Deniz Kurmay Kıdemli Albay (E) M. Haluk Baybaş, ‘yetenek paketi’ sunumu ile birçok farklı görevin yapılmasına imkân sağlayacak (TCG)1 Anadolu Amfibi Hücum Gemisi’ni, güç aktarımı kapsamında gerekli unsurları ve avantajlarıyla değerlendirdi
Soğuk Savaş sonrası kısa bir sessizlik döneminin ardından belirsizlik ve tehditlerin arttığı, yakın çevremizden başlamak üzere kriz ve ihtilafların huzur ve barışı tehdit ettiği bir dönem yaşanmaktadır. Bu değişken ortam fırsat ve tehditleri de beraberinde getirmektedir. Ülkeler bölgesel ve küresel çıkarlarını korumak için diplomasiden çatışmaya uzanan bir perspektifte kıyasıya bir mücadele halindedir. Çıkarların korunması da küreselleşmenin doğal sonucu olarak sınırların çok ötesinden başlamaktadır. Ülkelerin silahlı kuvvetlerinin görevlerinden birisi de küresel boyutta sahada etkin bir şekilde milli menfaatlerin korunmasına yardımcı olmak, diplomasinin zorlayıcı unsurunu oluşturmaktır. Dünyanın çeşitli yerlerinde yaşayan soydaşların haklarının, ekonomik yatırım ve varlıkların korunmasında diplomasiye olduğu kadar silahlı kuvvetlere de roller düşmektedir. Cumhuriyet Dönemi’ndeki girişimci nitelikli dış politikası ile Türkiye, 248 dış diplomatik ve konsüler misyonu sayesinde dünya çapında en büyük beşinci temsil ağına sahip bir ülke konumuna gelmiştir.2 Dolayısıyla, özellikle Doğu Akdeniz havzasından başlamak üzere ülkenin güvenlik ve refah seviyesini etkileyecek bölgesel ve küresel ölçekte ülke menfaatleri bulunmaktadır. Bu görev ve rollerin etkinlikle yerine getirilmesi “güç aktarımı”nı gerekli kılmaktadır. Güç aktarımı esas olarak deniz kuvvetlerinin bir yeteneğidir. Zira tonlarca ateş gücünü, binlerce askeri personel ve aracı dünyanın herhangi bir noktasına sevk etmenin ve orada idame etmenin en çabuk, en ekonomik ve en kolay şekli deniz yoluyla yapılandır. Ayrıca denizden güç aktarımında açık denizlerin serbest kullanımı çerçevesinde hiçbir ülkeden izin almak zorunda kalınmadan dünyanın herhangi bir bölgesine denizden ulaşmak mümkündür. Karadan veya havadan güç aktarmak gerektiğinde ise bazı ülkelerin toprağından veya hava sahasından geçmek için izin alınmasında çeşitli sorunlar yaşanabilmektedir.

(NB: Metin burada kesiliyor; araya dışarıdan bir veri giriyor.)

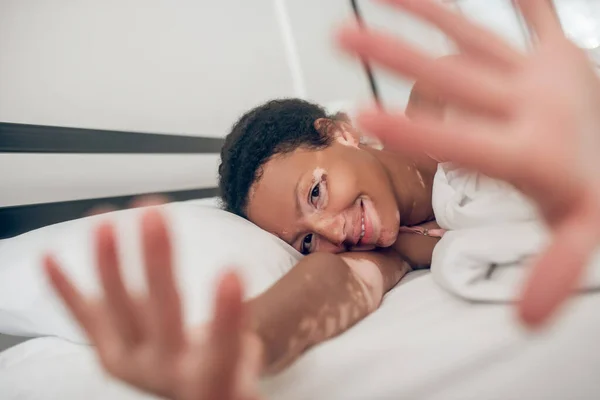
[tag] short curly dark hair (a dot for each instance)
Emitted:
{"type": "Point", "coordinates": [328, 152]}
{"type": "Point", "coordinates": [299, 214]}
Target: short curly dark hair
{"type": "Point", "coordinates": [276, 127]}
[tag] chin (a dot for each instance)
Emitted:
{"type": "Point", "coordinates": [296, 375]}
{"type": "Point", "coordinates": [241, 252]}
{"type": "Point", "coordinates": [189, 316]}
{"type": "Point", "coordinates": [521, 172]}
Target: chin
{"type": "Point", "coordinates": [387, 238]}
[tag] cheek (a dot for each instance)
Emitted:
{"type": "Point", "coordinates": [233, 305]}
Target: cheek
{"type": "Point", "coordinates": [342, 189]}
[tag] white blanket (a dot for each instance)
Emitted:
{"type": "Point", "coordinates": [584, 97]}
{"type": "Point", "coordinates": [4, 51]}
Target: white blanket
{"type": "Point", "coordinates": [495, 235]}
{"type": "Point", "coordinates": [423, 343]}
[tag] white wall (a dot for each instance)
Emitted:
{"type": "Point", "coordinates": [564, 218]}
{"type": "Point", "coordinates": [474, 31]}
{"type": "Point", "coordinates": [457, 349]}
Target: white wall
{"type": "Point", "coordinates": [173, 67]}
{"type": "Point", "coordinates": [164, 66]}
{"type": "Point", "coordinates": [184, 66]}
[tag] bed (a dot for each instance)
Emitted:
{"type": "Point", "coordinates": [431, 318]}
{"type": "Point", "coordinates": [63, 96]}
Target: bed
{"type": "Point", "coordinates": [423, 343]}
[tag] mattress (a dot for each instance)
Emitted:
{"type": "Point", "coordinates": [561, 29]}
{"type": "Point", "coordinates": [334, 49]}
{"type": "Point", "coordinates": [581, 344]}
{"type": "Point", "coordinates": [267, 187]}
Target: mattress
{"type": "Point", "coordinates": [423, 343]}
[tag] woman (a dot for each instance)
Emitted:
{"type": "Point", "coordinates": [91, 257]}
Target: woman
{"type": "Point", "coordinates": [503, 89]}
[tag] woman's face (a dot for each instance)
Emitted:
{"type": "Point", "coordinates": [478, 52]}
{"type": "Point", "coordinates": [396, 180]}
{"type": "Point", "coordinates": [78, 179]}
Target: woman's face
{"type": "Point", "coordinates": [335, 199]}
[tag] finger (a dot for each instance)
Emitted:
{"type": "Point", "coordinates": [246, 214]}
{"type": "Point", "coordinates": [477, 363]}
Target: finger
{"type": "Point", "coordinates": [120, 305]}
{"type": "Point", "coordinates": [455, 79]}
{"type": "Point", "coordinates": [225, 338]}
{"type": "Point", "coordinates": [469, 146]}
{"type": "Point", "coordinates": [164, 296]}
{"type": "Point", "coordinates": [542, 19]}
{"type": "Point", "coordinates": [469, 36]}
{"type": "Point", "coordinates": [72, 298]}
{"type": "Point", "coordinates": [557, 273]}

Denizden güç aktarımının unsurları
Güç aktarımını, deniz kuvvetleri gücünün karadaki olaylar ve hedefler üzerinde etkin olacak şekilde kullanılması olarak ifade edebiliriz. Bu etkiyi, amfibi harekâtla bir kara parçasının ele geçirilmesi mertebesinden, seyir füzesi angajmanları, deniz topçu ateş desteği, hava harekâtı ve hava sahasının kontrolü, müşterek harekâtın komuta kontrolü, terörle mücadele, barışı destekleme ve insani yardım gibi daha küçük çaplı harekât şekillerinde görebiliriz.3 Karadaki olaylara ve karadaki hedeflere etkili bir şekilde nüfuz edemeyen, büyük donanma iddiasındaki bir deniz kuvveti esasen eksiktir. İngiliz stratejist Julian Corbett’in “güç aktarımı, deniz kuvvetlerine sahip olmanın nihai haklı sebebidir”4 sözü de aslında bu hususu perçinlemektedir.

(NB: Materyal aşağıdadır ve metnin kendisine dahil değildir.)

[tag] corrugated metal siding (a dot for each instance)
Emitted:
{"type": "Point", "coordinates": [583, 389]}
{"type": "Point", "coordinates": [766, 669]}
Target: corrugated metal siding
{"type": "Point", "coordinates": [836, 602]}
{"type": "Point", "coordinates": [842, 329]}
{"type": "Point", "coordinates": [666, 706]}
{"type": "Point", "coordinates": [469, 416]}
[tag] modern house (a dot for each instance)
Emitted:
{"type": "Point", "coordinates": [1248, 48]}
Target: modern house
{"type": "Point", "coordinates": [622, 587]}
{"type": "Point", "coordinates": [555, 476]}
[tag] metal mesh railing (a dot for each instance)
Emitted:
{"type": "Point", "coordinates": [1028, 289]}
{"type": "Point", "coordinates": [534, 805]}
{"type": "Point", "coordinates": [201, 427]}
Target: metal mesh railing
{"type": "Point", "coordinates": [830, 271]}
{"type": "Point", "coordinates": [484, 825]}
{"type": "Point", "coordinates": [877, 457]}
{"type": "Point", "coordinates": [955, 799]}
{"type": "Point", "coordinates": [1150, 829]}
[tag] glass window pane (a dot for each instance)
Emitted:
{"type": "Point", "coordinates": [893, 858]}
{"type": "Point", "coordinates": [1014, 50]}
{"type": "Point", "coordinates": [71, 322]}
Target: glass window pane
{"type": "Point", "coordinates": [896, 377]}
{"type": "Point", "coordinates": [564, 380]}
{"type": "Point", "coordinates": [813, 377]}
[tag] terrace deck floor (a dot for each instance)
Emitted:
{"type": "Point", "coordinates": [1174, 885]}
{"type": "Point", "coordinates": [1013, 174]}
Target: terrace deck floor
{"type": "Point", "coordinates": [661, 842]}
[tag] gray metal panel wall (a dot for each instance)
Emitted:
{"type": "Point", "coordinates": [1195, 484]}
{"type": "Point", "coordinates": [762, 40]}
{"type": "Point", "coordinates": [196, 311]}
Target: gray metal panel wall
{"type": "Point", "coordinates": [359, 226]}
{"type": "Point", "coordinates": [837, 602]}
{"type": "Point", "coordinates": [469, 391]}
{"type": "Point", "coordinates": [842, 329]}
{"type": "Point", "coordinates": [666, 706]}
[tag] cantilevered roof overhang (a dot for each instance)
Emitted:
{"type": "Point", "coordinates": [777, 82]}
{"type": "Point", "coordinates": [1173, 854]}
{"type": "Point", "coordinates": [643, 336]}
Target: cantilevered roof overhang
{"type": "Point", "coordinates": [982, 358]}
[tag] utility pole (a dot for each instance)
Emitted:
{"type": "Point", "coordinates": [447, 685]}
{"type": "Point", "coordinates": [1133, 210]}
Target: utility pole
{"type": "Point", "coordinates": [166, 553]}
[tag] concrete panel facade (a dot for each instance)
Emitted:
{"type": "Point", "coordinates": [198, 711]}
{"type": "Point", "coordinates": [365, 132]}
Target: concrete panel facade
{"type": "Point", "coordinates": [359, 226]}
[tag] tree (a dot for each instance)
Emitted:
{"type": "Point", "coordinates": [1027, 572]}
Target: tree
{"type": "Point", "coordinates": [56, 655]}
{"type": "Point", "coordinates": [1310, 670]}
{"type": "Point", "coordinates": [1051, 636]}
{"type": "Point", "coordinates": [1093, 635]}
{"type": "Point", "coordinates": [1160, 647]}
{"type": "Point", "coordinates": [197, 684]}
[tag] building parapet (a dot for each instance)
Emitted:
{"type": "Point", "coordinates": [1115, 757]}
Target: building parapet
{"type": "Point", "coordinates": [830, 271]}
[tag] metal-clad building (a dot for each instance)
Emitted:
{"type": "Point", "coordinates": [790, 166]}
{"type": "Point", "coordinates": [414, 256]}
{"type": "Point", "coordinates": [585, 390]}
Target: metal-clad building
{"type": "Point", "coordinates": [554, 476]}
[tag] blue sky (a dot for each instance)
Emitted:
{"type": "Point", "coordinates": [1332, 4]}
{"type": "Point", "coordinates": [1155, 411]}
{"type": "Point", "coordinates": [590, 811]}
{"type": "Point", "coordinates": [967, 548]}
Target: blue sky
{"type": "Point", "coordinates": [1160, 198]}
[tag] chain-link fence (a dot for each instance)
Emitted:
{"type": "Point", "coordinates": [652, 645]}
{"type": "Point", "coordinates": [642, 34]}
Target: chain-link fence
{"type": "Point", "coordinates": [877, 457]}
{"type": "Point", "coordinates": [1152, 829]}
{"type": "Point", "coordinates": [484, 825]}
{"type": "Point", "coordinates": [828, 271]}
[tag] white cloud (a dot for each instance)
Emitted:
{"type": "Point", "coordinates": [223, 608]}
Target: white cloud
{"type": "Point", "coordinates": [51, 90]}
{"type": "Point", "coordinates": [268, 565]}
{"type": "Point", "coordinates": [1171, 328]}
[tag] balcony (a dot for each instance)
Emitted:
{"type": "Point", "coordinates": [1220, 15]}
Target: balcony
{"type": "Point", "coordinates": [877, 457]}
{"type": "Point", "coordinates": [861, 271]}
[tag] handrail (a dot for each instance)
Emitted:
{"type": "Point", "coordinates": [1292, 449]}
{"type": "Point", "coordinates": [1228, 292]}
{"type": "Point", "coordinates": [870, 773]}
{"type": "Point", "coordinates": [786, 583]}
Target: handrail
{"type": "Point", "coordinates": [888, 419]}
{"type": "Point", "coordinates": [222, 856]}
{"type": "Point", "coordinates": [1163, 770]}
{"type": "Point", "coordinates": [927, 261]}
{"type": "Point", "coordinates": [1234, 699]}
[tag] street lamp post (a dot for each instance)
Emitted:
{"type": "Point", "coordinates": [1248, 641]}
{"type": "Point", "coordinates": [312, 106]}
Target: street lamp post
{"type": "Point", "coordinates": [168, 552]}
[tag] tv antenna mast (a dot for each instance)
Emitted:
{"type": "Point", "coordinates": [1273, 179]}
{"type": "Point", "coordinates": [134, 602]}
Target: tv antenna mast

Amfibi harekât, denizden güç aktarımının ana alt grubunu oluşturmaktadır. Amfibi harekâta başlayabilmek için öncelikle yeterli seviyede deniz kontrolünün tesis edilmesi gereklidir. Donanma, deniz geçişinin olacağı bölge ile hedef sahada deniz kontrolünü (suüstü, sualtı, hava ortamı) sağlamalı, amfibi harekâtı hem ateş desteği hem de lojistik olarak destekleyebilmelidir. Amfibi harekât, çok özel yetenek paketlerini, eğitim ve donanımı gerektiren özel bir harekât çeşididir. Denize ve gemiye alışkın özel olarak eğitilmiş deniz piyade birliklerine, hedef bölgeye intikal için amfibi gemilere, gemiden sahile çıkış için amfibi deniz araçlarına, süratli hava yastıklı çıkarma araçlarına (HAYÇA), zırhlı amfibi hücum araçlarına (ZAHA), genel maksat ve taarruz helikopterlerine, taarruz uçaklarına ihtiyaç vardır. Amfibi harekâtta sürpriz-baskın etkisi ve üstün manevra yeteneği hayâti önemi haizdir. Bu nedenle, günümüzde başarılı bir amfibi harekât için saydığımız platformlar hemen hemen vazgeçilmezdir.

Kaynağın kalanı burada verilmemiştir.